Ben Laden attaché de presse

Quand le chef d’al-Qaïda assure le succès du livre d’un activiste américain d’extrême gauche.

Publié le 14 février 2006 Lecture : 2 minutes.

Vieux militant d’extrême gauche aux allures de professeur à la retraite, William Blum, 72 ans, est aujourd’hui un phénomène d’édition. Grâce à Oussama Ben Laden. Dans une vidéo diffusée par la chaîne qatarie Al-Jazira, le 19 janvier, le chef d’al-Qaïda avait en effet recommandé la lecture de son dernier livre, Rogue State : A Guide to The World’s Only Superpower (publié en français par L’Aventurine sous le titre L’État voyou) à tous les Américains désireux de comprendre pourquoi leur pays compte autant d’ennemis à travers le monde.
Du coup, Blum est devenu une vedette. Les articles qui lui ont été consacrés ne se comptent plus, les interviews qu’il accorde aux médias internationaux (BBC, Reuters, chaînes de radio, etc.) non plus. Son modeste studio de Washington évoque désormais une salle de presse : son téléphone sonne sans discontinuer et les messages électroniques affluent. Pourtant, lors de sa parution, en 2002, L’État voyou était passé largement inaperçu et n’avait été tiré qu’à deux mille exemplaires. Seul Noam Chomsky, l’icône intellectuelle de l’extrême gauche, l’avait salué comme « de loin le meilleur livre sur le sujet ».
Ancien diplomate, Blum a quitté le département d’État en 1967. Parce qu’il était opposé à la guerre du Vietnam. Depuis, il ne cesse de dénoncer (notamment dans Anti-Empire Report, la lettre mensuelle qu’il publie) les « crimes » perpétrés par son pays à l’étranger.

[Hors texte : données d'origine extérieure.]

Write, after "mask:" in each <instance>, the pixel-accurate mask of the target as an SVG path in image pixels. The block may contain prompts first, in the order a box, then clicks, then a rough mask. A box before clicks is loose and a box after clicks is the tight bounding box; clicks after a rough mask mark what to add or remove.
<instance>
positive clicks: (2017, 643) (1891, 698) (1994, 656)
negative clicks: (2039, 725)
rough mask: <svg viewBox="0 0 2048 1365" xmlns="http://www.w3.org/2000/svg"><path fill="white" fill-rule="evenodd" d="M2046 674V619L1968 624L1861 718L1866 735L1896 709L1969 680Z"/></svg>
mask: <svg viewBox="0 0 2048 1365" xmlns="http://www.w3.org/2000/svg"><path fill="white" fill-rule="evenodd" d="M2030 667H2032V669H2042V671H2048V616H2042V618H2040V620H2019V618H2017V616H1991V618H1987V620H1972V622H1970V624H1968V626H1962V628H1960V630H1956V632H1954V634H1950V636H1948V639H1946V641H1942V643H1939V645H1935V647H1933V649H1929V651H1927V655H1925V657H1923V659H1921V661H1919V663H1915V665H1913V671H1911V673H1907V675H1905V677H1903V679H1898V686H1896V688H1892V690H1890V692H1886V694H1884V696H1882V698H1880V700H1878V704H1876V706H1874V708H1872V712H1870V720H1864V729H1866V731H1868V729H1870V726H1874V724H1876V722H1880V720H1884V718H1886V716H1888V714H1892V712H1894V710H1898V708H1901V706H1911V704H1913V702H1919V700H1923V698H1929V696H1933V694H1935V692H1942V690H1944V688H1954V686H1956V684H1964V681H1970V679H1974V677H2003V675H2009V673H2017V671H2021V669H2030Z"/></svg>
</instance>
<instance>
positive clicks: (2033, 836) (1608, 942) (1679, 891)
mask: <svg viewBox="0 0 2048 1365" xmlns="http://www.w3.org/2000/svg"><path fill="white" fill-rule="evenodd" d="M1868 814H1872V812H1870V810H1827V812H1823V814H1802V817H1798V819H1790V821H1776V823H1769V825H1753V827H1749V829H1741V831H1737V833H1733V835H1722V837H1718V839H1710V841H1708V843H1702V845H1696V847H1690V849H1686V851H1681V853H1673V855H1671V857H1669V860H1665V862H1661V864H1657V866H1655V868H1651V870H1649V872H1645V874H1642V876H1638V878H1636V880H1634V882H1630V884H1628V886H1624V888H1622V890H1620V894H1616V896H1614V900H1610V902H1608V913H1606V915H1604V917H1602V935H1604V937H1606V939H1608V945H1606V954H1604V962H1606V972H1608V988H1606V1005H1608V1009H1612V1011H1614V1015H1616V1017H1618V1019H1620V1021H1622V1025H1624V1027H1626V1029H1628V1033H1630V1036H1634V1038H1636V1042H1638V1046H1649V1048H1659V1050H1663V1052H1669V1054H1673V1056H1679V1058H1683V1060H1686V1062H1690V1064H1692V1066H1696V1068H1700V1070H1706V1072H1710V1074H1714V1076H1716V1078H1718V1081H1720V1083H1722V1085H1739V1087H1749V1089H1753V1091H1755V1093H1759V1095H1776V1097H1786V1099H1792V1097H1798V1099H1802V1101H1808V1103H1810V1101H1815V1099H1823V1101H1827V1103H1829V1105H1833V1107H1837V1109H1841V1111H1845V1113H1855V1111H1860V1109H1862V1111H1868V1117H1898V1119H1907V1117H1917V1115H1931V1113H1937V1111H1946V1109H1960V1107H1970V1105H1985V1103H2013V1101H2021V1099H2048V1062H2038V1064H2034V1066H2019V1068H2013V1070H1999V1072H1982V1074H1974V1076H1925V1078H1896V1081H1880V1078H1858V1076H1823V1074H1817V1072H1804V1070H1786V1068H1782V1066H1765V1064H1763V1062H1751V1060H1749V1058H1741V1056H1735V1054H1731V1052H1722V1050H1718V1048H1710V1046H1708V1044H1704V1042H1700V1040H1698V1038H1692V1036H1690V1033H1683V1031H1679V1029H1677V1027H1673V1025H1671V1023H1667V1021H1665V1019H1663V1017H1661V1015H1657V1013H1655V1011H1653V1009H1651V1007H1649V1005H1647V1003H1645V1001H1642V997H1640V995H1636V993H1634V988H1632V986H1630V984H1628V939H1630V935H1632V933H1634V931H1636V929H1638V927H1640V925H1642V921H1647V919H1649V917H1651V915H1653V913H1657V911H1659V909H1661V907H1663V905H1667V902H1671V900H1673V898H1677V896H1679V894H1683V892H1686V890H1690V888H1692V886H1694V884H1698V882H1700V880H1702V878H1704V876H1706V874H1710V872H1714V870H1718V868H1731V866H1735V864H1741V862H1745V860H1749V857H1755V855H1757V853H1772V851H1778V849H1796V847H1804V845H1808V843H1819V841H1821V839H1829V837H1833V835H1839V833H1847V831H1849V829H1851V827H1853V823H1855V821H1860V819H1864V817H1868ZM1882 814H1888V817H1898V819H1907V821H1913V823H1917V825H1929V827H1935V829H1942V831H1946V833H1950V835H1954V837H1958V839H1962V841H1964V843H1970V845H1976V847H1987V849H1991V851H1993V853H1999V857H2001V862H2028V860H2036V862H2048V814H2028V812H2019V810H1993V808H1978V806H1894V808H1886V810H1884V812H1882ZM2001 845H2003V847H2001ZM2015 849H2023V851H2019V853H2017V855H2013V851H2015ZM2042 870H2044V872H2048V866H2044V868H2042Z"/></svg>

Dans son livre, il concède que les attentats du 11 septembre 2001 orchestrés par Ben Laden étaient « injustifiables ». Mais il y voit quand même une forme de représailles « compréhensibles ». Concernant son célébrissime « attaché de presse », ce fils d’immigrés juifs polonais estime que « lui et moi partageons une rancur profonde envers certains aspects de la politique étrangère américaine ».
Près d’un mois après, L’État voyou poursuit son ascension dans le classement des meilleures ventes de la librairie en ligne amazon.com. Parti du 205 000 rang, il est actuellement seizième et devance la réédition très médiatisée du célèbre Choc des civilisations de Samuel Huntington (27e). Common Courage Press (CCP), son éditeur américain, s’abstient de donner une estimation précise des ventes, mais ne conteste pas l’existence d’un « effet Ben Laden ». Rogue State et Killing Hope (traduit en français par Les Guerres scélérates), un précédent brûlot de William Blum, ont tous deux été vendus à plus de 150 000 exemplaires, dont 100 000 aux États-Unis.